1. Öncelikle; dinimizde herhangi bir konu hakkında açık bir nas, delil, hüküm, tavsiye varsa o konuda ihtimaller üzerine hüküm bina edilmesi doğru değildir. Nassın emrettiği üzere amel edilir, muhtemel tehlikelere karşı da önlem alınır.
Kat’i bir delile dayanmayan hükme ‘zan’ denir. Zan ise tam olarak hakikati ifade etmediği için onun üzerine bir hüküm bina edilmesi doğru değildir. Bu manadaki ‘zan’, Kuran’ın (Enam, 116; Yunus, 36, 66) ayetlerinde makbul görülmemiştir.

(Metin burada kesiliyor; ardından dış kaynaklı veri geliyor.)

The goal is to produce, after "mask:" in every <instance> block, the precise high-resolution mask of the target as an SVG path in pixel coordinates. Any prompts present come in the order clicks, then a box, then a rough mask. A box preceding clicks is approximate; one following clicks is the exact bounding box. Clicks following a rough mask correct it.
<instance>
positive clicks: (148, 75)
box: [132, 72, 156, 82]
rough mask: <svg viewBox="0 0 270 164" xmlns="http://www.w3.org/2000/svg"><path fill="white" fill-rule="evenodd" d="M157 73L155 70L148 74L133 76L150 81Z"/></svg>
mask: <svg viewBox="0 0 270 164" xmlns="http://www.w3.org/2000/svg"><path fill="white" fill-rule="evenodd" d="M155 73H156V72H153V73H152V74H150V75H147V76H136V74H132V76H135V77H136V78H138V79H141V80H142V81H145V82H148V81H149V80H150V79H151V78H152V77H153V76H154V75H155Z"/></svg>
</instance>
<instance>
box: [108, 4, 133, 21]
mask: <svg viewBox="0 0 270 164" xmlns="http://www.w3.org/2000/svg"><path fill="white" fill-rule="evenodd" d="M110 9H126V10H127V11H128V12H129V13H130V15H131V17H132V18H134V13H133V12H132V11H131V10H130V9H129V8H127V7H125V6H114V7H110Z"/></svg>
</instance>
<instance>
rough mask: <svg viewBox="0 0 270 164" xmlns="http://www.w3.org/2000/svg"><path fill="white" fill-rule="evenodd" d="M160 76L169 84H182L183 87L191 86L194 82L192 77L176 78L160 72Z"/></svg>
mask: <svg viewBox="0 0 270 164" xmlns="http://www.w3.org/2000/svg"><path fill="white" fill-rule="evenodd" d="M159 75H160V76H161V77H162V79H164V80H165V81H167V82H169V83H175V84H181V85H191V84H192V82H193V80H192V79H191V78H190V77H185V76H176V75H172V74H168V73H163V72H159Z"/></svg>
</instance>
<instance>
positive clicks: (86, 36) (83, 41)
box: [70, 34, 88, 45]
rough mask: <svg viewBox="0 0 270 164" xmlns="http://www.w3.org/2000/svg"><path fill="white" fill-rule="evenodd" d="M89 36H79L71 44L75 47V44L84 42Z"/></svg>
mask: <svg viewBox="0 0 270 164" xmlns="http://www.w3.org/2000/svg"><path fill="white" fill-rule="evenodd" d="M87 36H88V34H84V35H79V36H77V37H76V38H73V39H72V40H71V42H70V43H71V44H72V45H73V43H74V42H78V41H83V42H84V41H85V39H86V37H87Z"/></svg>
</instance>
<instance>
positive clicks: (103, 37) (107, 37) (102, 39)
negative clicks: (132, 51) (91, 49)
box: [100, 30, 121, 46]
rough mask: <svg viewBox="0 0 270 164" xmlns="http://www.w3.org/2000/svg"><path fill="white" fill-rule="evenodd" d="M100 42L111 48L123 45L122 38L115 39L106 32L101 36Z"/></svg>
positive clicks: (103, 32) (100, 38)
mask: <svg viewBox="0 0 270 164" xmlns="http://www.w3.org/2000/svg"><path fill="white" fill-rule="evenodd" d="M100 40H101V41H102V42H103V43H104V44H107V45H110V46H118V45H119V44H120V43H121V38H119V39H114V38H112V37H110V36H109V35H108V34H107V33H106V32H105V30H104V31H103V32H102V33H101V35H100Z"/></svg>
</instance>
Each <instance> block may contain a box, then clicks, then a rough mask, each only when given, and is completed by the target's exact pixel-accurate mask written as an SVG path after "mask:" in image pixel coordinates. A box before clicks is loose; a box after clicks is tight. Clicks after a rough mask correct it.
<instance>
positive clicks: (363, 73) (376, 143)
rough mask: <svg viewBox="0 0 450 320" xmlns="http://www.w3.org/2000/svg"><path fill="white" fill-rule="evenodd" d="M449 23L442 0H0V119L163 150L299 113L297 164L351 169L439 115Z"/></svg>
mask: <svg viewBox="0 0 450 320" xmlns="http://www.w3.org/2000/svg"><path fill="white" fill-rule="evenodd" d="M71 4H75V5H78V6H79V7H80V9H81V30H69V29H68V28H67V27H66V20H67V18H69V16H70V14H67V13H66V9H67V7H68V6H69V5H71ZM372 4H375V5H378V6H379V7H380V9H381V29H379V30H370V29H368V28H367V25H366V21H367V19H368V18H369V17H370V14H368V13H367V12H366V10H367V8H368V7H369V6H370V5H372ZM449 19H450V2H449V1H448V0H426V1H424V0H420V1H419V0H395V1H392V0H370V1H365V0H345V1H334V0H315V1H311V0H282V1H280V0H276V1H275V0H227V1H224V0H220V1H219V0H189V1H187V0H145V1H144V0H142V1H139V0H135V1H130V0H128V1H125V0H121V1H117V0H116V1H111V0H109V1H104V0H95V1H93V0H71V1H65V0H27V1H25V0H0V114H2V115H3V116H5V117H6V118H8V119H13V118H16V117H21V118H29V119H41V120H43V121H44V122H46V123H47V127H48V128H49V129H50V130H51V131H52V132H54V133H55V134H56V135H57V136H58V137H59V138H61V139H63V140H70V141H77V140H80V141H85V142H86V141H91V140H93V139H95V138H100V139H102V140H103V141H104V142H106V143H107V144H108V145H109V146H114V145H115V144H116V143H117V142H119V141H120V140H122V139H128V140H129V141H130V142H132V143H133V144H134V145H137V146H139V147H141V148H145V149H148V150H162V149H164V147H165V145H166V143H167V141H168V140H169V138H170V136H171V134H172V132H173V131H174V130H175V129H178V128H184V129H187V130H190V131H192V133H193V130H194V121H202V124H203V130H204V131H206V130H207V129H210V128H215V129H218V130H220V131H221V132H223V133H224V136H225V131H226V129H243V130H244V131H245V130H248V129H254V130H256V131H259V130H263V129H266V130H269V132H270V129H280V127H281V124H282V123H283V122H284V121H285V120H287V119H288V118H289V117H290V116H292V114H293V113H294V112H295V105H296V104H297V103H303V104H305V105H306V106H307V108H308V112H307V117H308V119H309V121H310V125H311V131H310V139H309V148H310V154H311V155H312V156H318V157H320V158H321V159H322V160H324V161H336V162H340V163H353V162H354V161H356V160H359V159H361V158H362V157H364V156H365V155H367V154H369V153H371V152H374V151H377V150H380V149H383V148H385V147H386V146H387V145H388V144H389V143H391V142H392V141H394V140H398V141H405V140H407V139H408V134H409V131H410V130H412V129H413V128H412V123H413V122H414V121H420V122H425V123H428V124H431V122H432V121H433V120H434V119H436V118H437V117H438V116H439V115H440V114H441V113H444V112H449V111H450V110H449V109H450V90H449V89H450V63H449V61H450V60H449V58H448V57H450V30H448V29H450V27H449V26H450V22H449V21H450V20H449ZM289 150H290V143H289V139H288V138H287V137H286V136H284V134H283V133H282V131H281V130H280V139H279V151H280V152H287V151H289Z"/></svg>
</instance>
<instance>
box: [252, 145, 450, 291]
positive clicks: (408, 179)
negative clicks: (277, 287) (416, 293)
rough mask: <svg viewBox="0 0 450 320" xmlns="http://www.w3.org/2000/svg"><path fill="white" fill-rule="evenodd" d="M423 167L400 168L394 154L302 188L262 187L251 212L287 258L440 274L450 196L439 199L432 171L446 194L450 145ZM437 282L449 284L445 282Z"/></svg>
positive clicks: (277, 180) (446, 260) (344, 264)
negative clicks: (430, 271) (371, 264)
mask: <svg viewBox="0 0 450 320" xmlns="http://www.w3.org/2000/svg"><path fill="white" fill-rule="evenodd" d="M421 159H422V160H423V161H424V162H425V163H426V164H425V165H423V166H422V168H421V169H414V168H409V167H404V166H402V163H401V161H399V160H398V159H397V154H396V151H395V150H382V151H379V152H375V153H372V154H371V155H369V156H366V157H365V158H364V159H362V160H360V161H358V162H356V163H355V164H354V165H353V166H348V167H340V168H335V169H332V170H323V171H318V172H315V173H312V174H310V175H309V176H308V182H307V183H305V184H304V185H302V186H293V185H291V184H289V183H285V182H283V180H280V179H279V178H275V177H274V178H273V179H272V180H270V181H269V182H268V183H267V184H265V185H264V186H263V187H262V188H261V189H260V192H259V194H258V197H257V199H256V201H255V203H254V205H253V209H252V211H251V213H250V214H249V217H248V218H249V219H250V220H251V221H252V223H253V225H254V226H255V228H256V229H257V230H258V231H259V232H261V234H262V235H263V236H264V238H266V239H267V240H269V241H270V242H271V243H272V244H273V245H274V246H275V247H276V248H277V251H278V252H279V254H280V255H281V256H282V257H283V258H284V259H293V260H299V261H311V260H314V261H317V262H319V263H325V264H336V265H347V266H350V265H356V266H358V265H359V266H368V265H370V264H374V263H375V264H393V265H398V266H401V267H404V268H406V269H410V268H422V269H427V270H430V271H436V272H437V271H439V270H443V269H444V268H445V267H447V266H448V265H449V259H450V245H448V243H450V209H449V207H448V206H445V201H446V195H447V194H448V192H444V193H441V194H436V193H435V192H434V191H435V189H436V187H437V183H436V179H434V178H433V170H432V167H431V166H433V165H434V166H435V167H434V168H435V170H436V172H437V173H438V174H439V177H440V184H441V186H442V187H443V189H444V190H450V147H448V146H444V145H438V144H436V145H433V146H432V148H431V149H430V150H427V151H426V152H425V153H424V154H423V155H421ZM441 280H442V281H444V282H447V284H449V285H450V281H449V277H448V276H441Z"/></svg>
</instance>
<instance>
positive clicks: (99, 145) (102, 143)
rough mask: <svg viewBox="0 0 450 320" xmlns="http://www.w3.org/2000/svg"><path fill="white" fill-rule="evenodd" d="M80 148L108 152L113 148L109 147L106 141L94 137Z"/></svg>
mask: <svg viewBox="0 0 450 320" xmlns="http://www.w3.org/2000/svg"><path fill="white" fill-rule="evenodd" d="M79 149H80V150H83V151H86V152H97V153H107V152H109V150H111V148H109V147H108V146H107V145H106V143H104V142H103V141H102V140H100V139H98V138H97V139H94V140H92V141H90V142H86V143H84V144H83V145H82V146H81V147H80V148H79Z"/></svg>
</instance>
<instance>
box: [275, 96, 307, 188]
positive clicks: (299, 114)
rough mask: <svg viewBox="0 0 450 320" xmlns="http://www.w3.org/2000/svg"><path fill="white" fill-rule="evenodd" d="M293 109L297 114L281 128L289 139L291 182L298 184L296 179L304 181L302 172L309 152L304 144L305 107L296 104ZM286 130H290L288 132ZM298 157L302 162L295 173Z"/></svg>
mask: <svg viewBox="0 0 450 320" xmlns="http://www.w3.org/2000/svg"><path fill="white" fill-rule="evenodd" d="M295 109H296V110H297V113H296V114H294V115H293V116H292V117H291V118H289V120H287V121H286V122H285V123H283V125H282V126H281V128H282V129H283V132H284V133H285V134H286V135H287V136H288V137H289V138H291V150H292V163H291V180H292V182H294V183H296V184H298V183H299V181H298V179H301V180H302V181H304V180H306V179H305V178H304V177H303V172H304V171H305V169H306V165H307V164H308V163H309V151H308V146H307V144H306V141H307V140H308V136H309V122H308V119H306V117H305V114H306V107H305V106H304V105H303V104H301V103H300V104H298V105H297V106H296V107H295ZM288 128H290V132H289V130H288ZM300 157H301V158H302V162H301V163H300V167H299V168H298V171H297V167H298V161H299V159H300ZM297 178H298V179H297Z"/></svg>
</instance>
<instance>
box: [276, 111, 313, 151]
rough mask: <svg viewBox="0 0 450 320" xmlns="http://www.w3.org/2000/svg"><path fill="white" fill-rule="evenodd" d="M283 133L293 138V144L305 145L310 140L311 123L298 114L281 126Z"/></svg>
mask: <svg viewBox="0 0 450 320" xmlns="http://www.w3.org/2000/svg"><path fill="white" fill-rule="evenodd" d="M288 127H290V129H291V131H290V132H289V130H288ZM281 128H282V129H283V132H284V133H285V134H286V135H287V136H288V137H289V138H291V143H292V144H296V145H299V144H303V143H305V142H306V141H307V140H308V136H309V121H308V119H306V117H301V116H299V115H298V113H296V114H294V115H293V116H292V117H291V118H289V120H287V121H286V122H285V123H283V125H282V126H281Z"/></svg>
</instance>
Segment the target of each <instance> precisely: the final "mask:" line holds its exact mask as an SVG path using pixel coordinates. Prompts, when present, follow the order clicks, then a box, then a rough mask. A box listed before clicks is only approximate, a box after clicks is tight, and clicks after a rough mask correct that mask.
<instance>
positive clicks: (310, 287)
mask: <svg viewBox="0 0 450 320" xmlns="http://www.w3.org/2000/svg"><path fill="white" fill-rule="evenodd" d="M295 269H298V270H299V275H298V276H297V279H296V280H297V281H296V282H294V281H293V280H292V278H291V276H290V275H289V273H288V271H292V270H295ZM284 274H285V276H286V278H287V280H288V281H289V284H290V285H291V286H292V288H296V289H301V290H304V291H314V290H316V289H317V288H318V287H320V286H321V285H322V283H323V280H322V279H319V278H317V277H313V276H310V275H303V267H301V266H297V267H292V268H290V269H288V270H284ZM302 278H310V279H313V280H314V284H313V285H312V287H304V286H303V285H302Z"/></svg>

Hukuki olarak da bu konu, Mecelle’nin 75. maddesinde “Tevehhüme itibar yoktur: Asılsız şüpheye, kuruntuya, vehme, delile dayanmayan ihtimale itibar edilmez.” şeklinde ifade edilmiştir.
Dinî ve dünyevi işlerde muhtemel bir kısım zararlar her zaman söz konusu olsa bile kula düşen tedbir almak, sebeplere riayet etmek ve sonra da dinin emrini, hayatın gerekliliklerini yerine getirmektir. Mesela savaş şartlarında cihat farzdır. Tabiidir ki cihatta bir kısım can ve mal kaybı olacağı kuvvetle muhtemeldir. Buna rağmen eğer savaş şartları oluşmuş ve cihat yapılması gerekiyorsa, cihat emrine uyularak muhtemel zarar ve kayıplar için tedbir alınır ve cihada çıkılır.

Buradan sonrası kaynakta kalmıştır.